All this is true. And, if insurance companies behaved in a socially redeeming way we probably wouldn't be having this discussion. How it got to the norm that insurance companies can just drop you for filing a claim, i.e. getting sick, is beyond me. The value proposition used to be we pay premiums and when we get sick you pay for care. Now it seems to be we pay premiums and when we get sick, you pay, unless it's an expensive disease, in which case we terminate your coverage.
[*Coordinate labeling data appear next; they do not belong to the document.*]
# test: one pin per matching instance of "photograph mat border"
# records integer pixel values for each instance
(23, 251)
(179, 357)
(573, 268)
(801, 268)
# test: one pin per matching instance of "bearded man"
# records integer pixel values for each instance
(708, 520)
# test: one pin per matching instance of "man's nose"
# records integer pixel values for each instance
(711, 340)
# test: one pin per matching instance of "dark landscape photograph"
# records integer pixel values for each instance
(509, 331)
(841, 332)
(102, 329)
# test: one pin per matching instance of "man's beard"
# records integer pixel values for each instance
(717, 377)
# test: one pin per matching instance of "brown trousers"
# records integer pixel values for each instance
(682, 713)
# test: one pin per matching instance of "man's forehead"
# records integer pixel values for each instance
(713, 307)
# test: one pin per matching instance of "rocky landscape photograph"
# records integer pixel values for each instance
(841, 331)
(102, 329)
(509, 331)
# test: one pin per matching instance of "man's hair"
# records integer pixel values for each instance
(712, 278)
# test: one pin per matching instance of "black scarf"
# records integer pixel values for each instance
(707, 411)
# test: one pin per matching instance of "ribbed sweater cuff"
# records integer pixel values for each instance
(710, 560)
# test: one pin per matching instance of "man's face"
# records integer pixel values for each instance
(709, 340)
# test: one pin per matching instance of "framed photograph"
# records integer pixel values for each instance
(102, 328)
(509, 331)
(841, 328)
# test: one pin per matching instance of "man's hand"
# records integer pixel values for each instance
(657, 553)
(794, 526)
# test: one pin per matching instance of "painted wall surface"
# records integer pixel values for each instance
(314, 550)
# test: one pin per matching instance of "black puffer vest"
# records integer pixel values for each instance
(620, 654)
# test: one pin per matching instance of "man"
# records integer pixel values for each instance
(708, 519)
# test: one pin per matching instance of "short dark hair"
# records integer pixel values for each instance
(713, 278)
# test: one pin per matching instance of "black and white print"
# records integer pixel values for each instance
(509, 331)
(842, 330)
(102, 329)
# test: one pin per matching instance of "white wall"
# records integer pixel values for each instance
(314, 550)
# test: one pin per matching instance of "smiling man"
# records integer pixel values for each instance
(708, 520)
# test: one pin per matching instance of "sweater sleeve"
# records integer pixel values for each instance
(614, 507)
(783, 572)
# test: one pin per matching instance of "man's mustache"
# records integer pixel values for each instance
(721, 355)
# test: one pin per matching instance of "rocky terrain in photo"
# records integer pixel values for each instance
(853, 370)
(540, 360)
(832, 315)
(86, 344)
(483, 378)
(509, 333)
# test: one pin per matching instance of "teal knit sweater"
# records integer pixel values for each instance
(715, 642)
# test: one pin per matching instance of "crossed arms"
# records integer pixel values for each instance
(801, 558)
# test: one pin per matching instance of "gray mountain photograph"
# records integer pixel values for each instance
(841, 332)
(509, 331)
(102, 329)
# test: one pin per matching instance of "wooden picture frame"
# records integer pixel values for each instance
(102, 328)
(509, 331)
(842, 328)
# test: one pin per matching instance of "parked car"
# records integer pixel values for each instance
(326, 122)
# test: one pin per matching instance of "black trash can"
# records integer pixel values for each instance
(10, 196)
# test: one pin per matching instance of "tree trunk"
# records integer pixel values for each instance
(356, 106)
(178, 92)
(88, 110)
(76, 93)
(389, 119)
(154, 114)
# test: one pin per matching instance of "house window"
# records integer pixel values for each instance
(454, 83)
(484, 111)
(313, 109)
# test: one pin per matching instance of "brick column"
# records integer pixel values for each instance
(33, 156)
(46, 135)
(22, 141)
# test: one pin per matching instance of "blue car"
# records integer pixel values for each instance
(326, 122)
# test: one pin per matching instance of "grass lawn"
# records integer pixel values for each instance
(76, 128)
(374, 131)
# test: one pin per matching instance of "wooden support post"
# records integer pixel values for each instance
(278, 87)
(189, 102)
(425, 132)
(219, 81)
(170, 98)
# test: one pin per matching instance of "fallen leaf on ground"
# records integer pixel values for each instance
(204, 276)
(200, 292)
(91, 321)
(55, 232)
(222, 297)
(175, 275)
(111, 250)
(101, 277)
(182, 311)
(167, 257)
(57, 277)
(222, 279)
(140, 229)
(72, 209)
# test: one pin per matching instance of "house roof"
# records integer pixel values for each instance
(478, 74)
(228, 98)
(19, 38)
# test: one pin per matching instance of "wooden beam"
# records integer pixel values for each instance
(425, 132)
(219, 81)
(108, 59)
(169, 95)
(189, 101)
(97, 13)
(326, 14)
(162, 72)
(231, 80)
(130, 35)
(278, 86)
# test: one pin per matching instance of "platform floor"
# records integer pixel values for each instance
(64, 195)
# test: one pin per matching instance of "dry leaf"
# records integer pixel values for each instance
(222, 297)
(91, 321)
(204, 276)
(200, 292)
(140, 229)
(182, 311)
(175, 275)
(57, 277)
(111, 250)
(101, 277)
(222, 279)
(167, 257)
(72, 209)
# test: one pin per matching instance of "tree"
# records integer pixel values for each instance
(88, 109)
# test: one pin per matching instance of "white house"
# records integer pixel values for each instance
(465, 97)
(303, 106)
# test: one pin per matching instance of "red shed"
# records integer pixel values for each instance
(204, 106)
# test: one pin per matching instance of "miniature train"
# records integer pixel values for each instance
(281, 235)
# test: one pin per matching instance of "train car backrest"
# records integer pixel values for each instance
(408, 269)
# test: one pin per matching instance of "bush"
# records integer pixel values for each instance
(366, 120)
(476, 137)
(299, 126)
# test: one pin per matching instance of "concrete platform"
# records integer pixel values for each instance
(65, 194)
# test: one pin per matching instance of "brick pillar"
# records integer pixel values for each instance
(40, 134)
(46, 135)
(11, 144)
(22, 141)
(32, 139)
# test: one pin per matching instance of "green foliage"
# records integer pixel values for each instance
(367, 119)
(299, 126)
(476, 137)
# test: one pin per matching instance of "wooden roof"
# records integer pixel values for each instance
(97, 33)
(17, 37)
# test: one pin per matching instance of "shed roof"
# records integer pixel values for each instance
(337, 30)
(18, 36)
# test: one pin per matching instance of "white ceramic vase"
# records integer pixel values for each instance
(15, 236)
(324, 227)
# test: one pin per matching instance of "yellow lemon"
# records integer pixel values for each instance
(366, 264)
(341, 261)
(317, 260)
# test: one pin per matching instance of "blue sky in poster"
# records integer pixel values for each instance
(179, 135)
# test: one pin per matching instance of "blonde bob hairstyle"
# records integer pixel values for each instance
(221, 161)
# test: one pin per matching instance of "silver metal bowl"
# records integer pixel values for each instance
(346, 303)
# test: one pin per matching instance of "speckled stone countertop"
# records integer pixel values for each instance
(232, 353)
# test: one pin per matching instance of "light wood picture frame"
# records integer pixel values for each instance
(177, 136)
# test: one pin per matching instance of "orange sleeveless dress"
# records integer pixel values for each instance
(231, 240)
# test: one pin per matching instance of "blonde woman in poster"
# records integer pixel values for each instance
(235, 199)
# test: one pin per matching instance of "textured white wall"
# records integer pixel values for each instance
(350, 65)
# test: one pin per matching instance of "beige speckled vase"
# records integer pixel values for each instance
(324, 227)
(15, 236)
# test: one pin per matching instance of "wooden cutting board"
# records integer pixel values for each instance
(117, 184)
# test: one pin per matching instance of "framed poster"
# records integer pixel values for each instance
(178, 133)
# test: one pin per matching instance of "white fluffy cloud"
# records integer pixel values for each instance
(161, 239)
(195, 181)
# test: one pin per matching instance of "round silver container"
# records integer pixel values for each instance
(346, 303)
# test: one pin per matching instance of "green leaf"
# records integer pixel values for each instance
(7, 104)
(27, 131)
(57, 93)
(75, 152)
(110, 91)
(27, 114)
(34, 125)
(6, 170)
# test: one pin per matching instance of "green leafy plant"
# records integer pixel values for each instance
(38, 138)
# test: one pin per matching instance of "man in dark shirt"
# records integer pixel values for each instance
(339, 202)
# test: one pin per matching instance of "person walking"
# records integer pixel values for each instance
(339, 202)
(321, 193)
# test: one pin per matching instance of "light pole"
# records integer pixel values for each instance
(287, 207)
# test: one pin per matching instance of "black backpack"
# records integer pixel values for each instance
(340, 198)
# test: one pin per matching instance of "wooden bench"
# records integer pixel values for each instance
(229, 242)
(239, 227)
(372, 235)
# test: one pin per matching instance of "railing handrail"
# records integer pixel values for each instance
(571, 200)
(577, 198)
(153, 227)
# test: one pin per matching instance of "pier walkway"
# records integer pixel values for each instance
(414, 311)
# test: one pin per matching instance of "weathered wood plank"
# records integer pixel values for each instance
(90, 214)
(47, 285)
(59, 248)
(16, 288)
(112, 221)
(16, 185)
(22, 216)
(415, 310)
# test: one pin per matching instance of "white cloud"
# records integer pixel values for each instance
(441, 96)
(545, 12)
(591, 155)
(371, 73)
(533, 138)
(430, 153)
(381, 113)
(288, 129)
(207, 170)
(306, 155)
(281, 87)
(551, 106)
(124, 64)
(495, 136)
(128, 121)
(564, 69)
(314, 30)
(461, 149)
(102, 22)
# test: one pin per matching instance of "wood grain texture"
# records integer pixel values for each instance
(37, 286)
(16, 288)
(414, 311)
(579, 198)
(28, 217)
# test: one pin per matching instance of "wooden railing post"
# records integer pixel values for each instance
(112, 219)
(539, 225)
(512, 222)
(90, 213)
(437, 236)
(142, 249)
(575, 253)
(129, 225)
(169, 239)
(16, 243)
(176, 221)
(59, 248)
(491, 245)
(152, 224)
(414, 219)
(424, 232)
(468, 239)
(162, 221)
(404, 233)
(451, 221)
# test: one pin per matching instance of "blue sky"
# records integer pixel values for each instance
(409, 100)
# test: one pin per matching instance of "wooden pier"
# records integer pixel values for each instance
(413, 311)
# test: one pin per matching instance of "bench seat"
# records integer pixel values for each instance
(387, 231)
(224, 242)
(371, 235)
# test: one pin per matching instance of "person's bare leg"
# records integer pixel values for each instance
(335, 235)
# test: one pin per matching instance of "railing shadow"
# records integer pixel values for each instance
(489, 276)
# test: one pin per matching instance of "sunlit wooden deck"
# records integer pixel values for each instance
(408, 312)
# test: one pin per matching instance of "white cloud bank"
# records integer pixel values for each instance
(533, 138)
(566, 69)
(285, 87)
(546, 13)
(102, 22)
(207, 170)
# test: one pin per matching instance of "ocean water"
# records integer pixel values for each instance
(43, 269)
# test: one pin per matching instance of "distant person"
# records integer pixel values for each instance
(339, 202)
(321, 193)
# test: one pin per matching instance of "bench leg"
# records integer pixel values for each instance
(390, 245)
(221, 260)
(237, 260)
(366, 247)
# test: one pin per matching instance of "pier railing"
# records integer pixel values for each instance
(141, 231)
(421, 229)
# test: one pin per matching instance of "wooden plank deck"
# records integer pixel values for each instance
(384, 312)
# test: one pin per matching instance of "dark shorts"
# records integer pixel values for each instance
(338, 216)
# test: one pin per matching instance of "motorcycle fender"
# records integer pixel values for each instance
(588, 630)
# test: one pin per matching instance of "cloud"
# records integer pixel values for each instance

Finally, as I understand it the quote you presented is disinformation. The bill provides the money for individuals and families to get legal and medical counseling, so they can have an end of life plan in place before it's necessary, and often too late. Further, it provides that money every five years, so individuals can update their plans. Until the opponents of a public option present an actual case of a person for whom end of life decisions have been made by Medicare, I have to count all the hysteria as just baseless political tactics.

Here is link to the bill: http://thomas.loc.gov/cgi-bin/query/z?c111:H.R.3200: just click on section 1233.

Anonymous1

Beth said...

Anonymous1,
For some reason my comments feed has not been alerting me to your comments. I apologize for not reading them earlier. I am just now finding several as I look through my comments in order to locate an article reference I placed earlier.

I have tried reading some of the actual bill and will look into section 1233 per your recommendations. You make some interesting points about the length of the bill---but even at 600+ pages, it takes time to read, understand, and fully grasp the broader consequences of such a massive piece of legislation.

I do not think your comparison of rationing to triage is appropriate. Medical care is a known expense of life, even if the specifics can not be accurately predicted. We should be planning for this via real insurance (i.e. coverage for large and unpredictable events vs. routine predictable, expenditures) Triage is the procedure of applying preset-priorities for resource allocation to be implemented in an emergency situation.

There is something drastically wrong if we are responding to normal life occurrences (such as a need for health insurance and medical care) as if they are unexpected emergencies.

Anonymous said...

I understand your point regarding triage. However, as a society we have an actuarial knowledge of our needs in emergencies. Triage is a purely medical process. What I was attempting to illustrate is that we have to make choices, the choices "insurance" companies make every day regarding what they will pay for and what they will not. IN their case the choices are made on the basis profit; in the case of government health care those same choices will be made on the basis of what we as a society can afford. And, again, it's not a matter of denying the procedure, it's a matter of denying the funding; those with their own money will still be free to spend it on whatever procedures they like.

Beth said...

anonymous1,

Just a matter of funding? I don't see it that way.

It seems you are saying: I can choose to purchase whatever medical care I can afford, except that the government gets to decide how much of my earnings I am allowed to keep for my personal choices, and how much I am required to contribute to a program in which they get to decide what to do with my earnings--which has a significant effect on what I actually can afford to purchase.

I have a real problem with the idea that society gets to choose my life priorities for me--even if I am honest, hard-working, responsible, and not violating anyone else's person or property.

As long as we disagree on this fundamental principle, we will disagree on the proper limits of government power. As you argued in a previous post, you have to start with moral principles and then build political and economic systems which are consistent with those principles.

Most people do not want to reexamine their fundamental moral beliefs, so I end up addressing the impracticability of government interventionism and central planning. However, I see no conflict between the moral and the practical. The moral requirements of life must be practical (by definition!) and something which is not truly practical (workable) can not be a moral requirement.

I have no pretense of convincing you of my beliefs. I do hope to create a better understanding.